CROSS: A Mixture-of-Experts Reinforcement Learning Framework for Generalizable Large-Scale Traffic Signal Control
New RL system clusters traffic patterns and deploys specialized AI agents, outperforming single-policy models.
A research team led by Xibei Chen, Yifeng Zhang, and Guillaume Sartoretti has introduced CROSS, a novel reinforcement learning (RL) framework designed to tackle the complex challenge of large-scale, adaptive traffic signal control (ATSC). The core problem with existing RL-based traffic systems is their reliance on a single, shared policy for all intersections, which lacks the representational capacity to handle diverse topologies and highly dynamic traffic patterns. CROSS addresses this by implementing a two-stage Mixture-of-Experts (MoE) architecture. First, its Predictive Contrastive Clustering (PCC) module forecasts short-term traffic state transitions to identify latent patterns, then uses clustering and contrastive learning to refine these pattern-level representations.
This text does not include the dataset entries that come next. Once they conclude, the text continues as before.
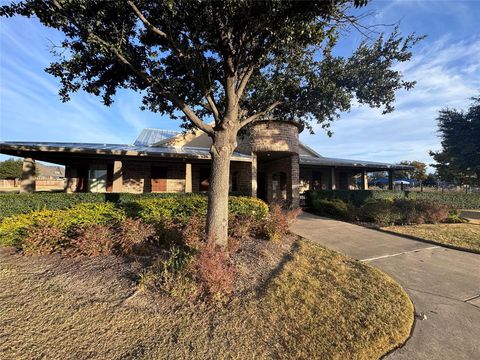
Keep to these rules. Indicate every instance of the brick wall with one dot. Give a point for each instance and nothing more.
(136, 177)
(269, 136)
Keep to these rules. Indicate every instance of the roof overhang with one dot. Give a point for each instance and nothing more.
(42, 150)
(347, 163)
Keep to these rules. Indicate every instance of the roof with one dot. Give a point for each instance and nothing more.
(312, 160)
(155, 143)
(115, 149)
(150, 136)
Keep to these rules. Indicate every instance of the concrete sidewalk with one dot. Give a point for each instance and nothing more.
(443, 284)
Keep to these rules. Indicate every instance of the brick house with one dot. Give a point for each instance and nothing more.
(269, 162)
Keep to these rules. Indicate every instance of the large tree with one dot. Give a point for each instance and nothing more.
(418, 171)
(221, 65)
(459, 159)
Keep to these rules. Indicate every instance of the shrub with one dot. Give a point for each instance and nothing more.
(247, 207)
(278, 222)
(402, 211)
(360, 197)
(14, 229)
(454, 218)
(193, 234)
(432, 212)
(133, 232)
(334, 208)
(172, 275)
(214, 272)
(13, 204)
(380, 212)
(44, 240)
(94, 240)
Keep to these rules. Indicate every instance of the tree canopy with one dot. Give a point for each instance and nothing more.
(199, 56)
(221, 65)
(459, 158)
(418, 173)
Second, the framework's Scenario-Adaptive MoE module augments a base, shared policy with multiple specialized expert networks. This allows the system to dynamically select and combine the most relevant experts for specific traffic conditions, enabling adaptive specialization and more flexible, scenario-specific control strategies. The decentralized design means each intersection's controller can operate independently while benefiting from the shared expert knowledge. In extensive experiments conducted using the SUMO traffic simulator on both synthetic and real-world datasets, CROSS demonstrated superior performance and, crucially, better generalization to unseen traffic environments compared to current state-of-the-art baselines. This represents a significant step toward more resilient and intelligent urban traffic management systems.
- Uses a Predictive Contrastive Clustering (PCC) module to identify and represent latent, short-term traffic patterns.
- Employs a Scenario-Adaptive Mixture-of-Experts (MoE) module, allowing a shared base policy to be augmented by multiple specialized AI 'experts'.
- Outperformed existing state-of-the-art models in the SUMO simulator, showing superior generalization on real-world and synthetic traffic datasets.
Why It Matters
This approach could lead to more adaptive, efficient city traffic systems that reduce congestion and emissions at scale.